The hearing, which focused on urban and rural construction, was presided over by Chinese Nationalist Party (KMT) Legislator Gao Jyh-peng (高志鵬) and attended by legislators, county commissioners and mayors.
The Cabinet has proposed setting aside NT$137.2 billion from the project’s budget of NT$890 billion for urban and rural construction projects throughout the nation.
Taipei has a well-developed healthcare system, making it the most suitable candidate for the funds earmarked for the project, Ko said.
Ko said that while he supports the project, the central government should more effectively distribute the funds.
“I know that many cities and counties came here looking to ‘grab money,’” Ko said. “Taipei is best-poised to carry out the ‘Forward-looking Infrastructure Construction Project’ as we do not set unrealistic goals or submit a barrage of budget requests.”
He said that Taipei wants only NT$7.6 billion of the budget to bolster efforts to expand the Taipei Fine Arts Museum, to maintain historically valuable buildings, build a biotechnology cluster in Nangang District (南港), to implement the “long-term care services program 2.0” and to create a “smart” underground pipeline management system.

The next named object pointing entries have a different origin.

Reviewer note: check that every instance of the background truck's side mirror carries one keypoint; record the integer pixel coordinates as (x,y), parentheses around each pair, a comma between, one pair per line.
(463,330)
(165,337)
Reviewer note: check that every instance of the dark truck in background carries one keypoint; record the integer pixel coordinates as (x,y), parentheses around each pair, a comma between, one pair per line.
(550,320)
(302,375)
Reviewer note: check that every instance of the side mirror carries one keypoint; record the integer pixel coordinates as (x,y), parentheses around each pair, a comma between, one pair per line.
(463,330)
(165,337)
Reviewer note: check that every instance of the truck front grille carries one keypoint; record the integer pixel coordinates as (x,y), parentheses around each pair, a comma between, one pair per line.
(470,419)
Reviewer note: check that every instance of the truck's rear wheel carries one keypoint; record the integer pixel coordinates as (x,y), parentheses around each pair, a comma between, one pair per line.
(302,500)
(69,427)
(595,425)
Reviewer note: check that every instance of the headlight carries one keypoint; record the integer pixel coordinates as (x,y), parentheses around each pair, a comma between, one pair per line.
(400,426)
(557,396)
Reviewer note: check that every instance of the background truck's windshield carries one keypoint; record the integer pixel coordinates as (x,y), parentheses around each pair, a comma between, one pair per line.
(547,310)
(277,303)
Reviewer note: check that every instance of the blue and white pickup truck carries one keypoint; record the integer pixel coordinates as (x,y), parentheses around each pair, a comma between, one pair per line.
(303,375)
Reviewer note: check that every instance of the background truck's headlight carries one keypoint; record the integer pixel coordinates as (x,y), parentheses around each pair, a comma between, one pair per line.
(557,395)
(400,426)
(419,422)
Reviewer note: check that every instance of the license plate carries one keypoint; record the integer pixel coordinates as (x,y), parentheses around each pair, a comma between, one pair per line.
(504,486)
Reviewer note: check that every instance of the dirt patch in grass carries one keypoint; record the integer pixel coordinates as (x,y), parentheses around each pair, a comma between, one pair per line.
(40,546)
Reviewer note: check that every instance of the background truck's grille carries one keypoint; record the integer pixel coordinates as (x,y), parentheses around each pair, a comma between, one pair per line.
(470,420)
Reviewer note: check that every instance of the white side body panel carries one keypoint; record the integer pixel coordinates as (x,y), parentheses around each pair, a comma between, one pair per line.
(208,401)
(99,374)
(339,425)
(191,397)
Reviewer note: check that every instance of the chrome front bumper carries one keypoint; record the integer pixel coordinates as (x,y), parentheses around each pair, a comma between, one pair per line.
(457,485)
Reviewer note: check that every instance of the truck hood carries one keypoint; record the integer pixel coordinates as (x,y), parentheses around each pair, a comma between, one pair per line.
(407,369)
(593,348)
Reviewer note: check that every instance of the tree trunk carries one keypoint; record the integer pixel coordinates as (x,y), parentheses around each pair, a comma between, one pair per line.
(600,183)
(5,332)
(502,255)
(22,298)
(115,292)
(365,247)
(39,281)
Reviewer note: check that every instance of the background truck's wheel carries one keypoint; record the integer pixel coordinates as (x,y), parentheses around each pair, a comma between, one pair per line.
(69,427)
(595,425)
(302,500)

Using the long-term care initiative as an example, Ko said that many of Taipei’s infrastructure projects do not just benefit the city, but the entire nation.
Taipei, with its well-developed healthcare system, is most likely to attain success in long-term care services, and the model it creates could be copied by other cities and counties, he said.

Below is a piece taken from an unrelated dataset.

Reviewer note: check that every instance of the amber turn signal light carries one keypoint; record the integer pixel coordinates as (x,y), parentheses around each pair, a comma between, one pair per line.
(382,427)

Similarly, works on display at the Taipei Fine Arts Museum are not only limited to Taipei artists, but artists nationwide, he said, while talking about a lack of exhibition space at the museum.

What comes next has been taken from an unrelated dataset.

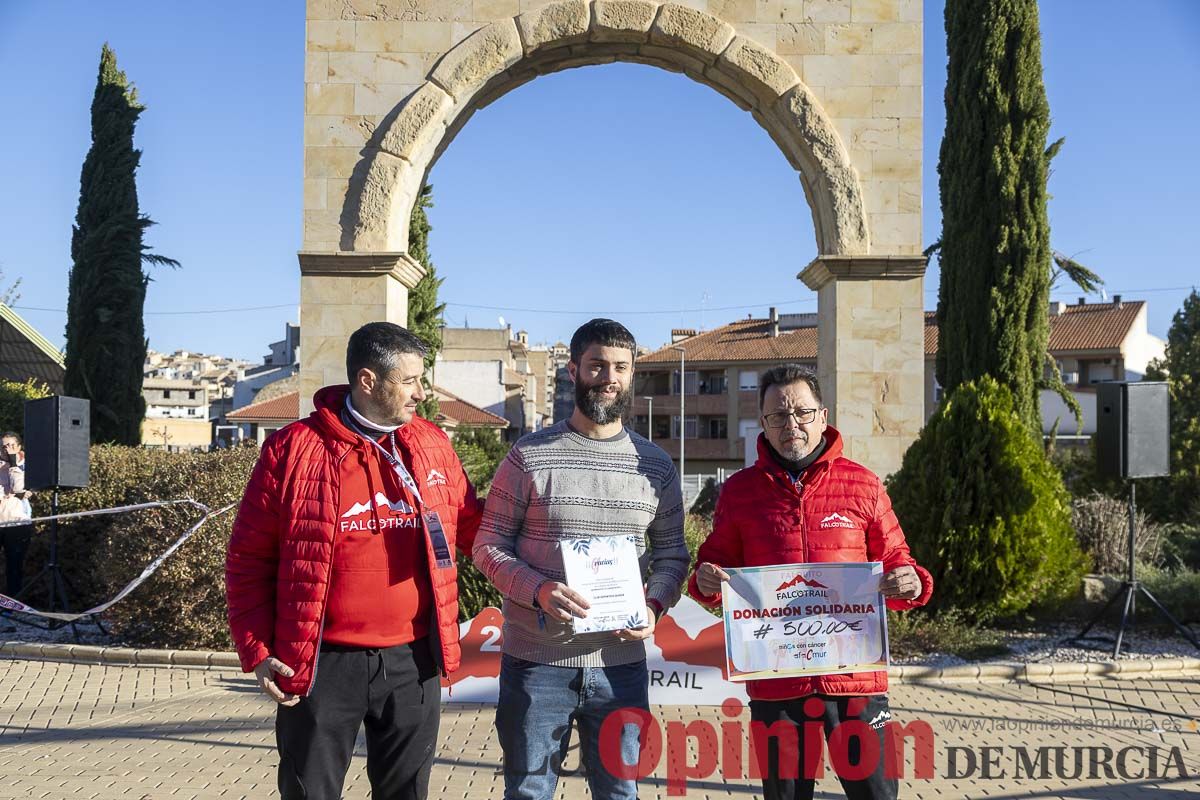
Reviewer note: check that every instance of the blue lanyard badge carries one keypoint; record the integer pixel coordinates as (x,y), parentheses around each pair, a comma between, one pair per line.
(438,540)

Taipei has the highest concentration — about one-fourth — of historic buildings in the nation and, if granted funds, the city government plans to use them to manage the capital’s historic buildings, which often are either illegally burned down by developers coveting the land on which they are located or integrated with coffee shops or restaurants to make a profit, Ko said.
Taipei plans to build a research and development center for biotechnology firms in Nangang that would play an important role in the nation’s industrial development, Ko said, adding that he hopes legislators would help Taipei lobby for central government funds for its construction.
Taipei residents often complain about the “perenial” road excavations scattered across the city, Ko said.
This is because agencies do not know where the underground pipelines have been laid, he said.
The city began mapping underground pipelines in 2015, but since the project is still in its early stages it requires more funds, Ko said.
Hualien County Commissioner Fu Kun-chi (傅崑萁) said on the sidelines of the hearing that Taipei is blessed with the largest budget among all administrative regions and “does not need the money.”
“If Mayor Ko has not fully understood how to use Taipei’s resources, he can learn how to do so by visiting Hualien,” said Fu, who is considering running for Taipei mayor next year.